NOTE: Sections One and Two are meant to provide students with some early victories while getting comfortable with Fakebook and A City Goes to War. Section Three is a little more challenging and will require students to draw inferences rather than providing direct correlations.
Section Three: Friends, Family, and Organisations
Using the archive and searching for diaries, letters, or newspapers, students should add people and organisations that are appropriate for their historical person.
The process to add information to the Friends section is similar to the “About” and header information. Click where it says “Type here” and students can fill in names of friends. Click on the picture holder to search and Fakebook will automatically look for a picture from the Internet. If you want to add your own picture instead the process is the same as for the profile picture.
In our Arthur Currie example we added:
Lucy Sophia Chadworth-Musters (Lady Currie): Currie’s Wife
Marjorie Currie (Mrs AT Galt Durnford): Daughter
Garner Currie: Son
Below the Friends section click “Add New Block” this will allow you to enter an “Organisations” section. For some profiles you may want students to focus more on “Organsiations” than friends as organisations will be more easily identifiable. You can add as many “Blocks” as you like with whatever titles you deem appropriate.

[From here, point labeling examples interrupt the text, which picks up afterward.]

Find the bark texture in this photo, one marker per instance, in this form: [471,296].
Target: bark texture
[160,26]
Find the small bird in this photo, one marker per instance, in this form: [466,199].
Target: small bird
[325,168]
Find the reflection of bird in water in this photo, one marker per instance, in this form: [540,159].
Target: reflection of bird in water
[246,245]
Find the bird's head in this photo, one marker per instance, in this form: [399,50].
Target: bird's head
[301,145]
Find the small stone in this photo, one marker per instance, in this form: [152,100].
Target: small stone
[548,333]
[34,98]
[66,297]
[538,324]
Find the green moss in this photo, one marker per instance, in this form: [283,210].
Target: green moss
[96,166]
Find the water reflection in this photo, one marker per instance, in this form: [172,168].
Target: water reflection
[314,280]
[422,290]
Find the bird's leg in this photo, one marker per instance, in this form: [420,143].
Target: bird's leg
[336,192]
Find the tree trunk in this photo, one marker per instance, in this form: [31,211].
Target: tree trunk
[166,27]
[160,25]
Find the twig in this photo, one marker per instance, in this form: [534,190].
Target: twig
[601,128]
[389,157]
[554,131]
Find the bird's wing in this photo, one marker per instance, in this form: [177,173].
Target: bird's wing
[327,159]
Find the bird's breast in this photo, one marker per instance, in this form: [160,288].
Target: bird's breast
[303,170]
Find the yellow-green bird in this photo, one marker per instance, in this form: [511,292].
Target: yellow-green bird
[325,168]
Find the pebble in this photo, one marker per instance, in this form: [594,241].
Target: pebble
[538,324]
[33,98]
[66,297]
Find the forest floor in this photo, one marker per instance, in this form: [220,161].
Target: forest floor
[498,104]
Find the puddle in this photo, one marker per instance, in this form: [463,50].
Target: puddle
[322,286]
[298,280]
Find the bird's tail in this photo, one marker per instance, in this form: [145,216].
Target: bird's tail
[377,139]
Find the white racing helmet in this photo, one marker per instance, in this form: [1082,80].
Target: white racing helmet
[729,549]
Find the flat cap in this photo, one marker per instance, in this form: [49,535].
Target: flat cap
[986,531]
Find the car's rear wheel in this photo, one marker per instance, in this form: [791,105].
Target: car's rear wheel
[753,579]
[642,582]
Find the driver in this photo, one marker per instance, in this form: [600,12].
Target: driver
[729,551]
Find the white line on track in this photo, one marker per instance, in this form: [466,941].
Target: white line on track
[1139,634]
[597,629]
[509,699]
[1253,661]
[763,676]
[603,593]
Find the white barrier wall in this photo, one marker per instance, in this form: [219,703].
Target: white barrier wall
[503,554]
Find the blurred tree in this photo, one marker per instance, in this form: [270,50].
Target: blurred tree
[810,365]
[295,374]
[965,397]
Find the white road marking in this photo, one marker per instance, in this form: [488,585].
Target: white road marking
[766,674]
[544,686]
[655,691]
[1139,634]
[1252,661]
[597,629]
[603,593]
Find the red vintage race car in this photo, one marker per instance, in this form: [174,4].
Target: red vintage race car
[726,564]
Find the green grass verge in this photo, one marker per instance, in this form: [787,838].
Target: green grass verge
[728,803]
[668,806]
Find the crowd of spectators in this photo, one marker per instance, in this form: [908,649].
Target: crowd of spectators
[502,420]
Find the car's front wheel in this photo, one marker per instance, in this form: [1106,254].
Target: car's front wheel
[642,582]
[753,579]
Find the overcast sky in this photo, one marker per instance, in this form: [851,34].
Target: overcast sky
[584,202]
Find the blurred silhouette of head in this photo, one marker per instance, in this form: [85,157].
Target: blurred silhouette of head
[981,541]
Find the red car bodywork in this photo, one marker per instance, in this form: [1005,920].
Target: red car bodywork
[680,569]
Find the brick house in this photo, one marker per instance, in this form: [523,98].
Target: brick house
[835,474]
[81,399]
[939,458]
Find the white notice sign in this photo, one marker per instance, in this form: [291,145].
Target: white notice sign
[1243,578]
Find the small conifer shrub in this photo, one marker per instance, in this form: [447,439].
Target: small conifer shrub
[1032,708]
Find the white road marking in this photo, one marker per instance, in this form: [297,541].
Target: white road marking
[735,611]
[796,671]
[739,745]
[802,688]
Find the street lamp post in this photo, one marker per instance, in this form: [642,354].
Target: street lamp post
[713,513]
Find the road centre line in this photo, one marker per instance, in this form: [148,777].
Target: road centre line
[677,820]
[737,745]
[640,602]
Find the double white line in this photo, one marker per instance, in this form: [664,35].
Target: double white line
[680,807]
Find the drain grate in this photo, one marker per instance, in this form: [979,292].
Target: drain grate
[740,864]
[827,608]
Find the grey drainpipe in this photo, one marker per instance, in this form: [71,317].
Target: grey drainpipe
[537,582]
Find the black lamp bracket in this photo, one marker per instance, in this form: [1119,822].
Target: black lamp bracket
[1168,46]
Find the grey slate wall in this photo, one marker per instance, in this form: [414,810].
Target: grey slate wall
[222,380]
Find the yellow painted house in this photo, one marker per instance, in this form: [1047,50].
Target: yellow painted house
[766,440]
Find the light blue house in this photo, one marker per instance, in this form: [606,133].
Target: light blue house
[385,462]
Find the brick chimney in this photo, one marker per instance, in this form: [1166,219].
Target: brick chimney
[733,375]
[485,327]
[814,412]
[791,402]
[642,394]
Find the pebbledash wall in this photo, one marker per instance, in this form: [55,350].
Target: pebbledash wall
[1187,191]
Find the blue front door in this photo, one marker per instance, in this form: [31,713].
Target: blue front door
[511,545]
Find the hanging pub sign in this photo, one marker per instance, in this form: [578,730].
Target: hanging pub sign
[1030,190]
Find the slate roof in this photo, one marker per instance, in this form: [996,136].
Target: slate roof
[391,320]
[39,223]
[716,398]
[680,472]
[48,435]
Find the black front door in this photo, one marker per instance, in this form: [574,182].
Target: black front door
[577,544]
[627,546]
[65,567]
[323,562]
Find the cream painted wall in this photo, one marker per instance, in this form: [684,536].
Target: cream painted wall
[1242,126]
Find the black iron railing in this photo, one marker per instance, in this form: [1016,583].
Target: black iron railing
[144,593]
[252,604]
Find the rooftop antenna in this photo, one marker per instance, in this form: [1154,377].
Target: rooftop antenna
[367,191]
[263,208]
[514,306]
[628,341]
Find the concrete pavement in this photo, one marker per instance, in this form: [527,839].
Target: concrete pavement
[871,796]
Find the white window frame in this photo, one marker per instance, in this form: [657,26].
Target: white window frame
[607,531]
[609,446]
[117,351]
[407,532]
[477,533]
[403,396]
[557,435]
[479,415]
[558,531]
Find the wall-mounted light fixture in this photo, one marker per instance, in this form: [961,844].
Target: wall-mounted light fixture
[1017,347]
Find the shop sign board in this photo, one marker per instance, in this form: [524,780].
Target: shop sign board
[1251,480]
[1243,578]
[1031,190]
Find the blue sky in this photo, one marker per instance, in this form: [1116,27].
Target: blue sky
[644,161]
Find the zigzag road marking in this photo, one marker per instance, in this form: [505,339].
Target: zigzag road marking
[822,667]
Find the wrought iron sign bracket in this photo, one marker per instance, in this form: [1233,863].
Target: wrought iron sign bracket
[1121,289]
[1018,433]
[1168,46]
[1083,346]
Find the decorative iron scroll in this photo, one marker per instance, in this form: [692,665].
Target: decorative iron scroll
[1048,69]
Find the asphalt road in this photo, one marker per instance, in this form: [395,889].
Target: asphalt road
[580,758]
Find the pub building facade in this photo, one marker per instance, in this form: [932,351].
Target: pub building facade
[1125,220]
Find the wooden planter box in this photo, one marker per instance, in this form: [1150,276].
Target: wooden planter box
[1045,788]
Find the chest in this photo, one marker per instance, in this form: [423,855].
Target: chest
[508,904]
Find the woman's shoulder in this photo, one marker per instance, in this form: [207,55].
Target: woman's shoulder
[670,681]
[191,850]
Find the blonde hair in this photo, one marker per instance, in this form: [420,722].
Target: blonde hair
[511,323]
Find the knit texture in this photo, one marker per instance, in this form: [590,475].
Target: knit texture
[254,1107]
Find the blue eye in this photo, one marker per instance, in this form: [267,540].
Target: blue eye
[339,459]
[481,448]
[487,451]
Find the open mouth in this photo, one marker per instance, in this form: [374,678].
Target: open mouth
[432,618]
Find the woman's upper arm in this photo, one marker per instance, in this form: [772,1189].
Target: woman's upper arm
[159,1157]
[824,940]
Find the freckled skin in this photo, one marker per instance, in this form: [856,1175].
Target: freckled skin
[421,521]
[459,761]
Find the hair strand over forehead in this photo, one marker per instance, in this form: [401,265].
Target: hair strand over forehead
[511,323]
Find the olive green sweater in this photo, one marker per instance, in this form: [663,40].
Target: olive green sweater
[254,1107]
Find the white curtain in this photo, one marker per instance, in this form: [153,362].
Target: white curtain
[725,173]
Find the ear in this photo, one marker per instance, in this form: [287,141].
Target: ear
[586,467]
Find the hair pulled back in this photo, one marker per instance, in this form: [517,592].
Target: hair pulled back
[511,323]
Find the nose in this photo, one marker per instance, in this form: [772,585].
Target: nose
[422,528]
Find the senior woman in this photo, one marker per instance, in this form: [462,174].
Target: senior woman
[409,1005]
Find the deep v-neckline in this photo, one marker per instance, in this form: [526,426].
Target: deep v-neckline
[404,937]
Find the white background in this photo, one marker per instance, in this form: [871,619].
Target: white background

For the Arthur Currie example we added:
Masons, Gordon Highlanders, BC Rifle Association, Dominion Rifle Association, 5th Regiment.
Section 4: Posts
Step One: Timeline Posts
To expand their global, national, and local historical knowledge of the First World War, students research world and local events by consulting A City Goes to War Victoria Timeline and by digging into the Victoria Daily Times in the archive. We also suggest you have students consult the British Colonist. Students should choose some world or local events they think are relevant to their historical profile and post comments and pictures if possible. Consult the Arthur Currie Fakebook page for examples.
Step Two: Status Updates
Status updates are where students fill out their profile. They add highly personal information based on their research into letters, diaries, oral histories and any other records that offer personal information. Consult the Arthur Currie Fakebook page for examples.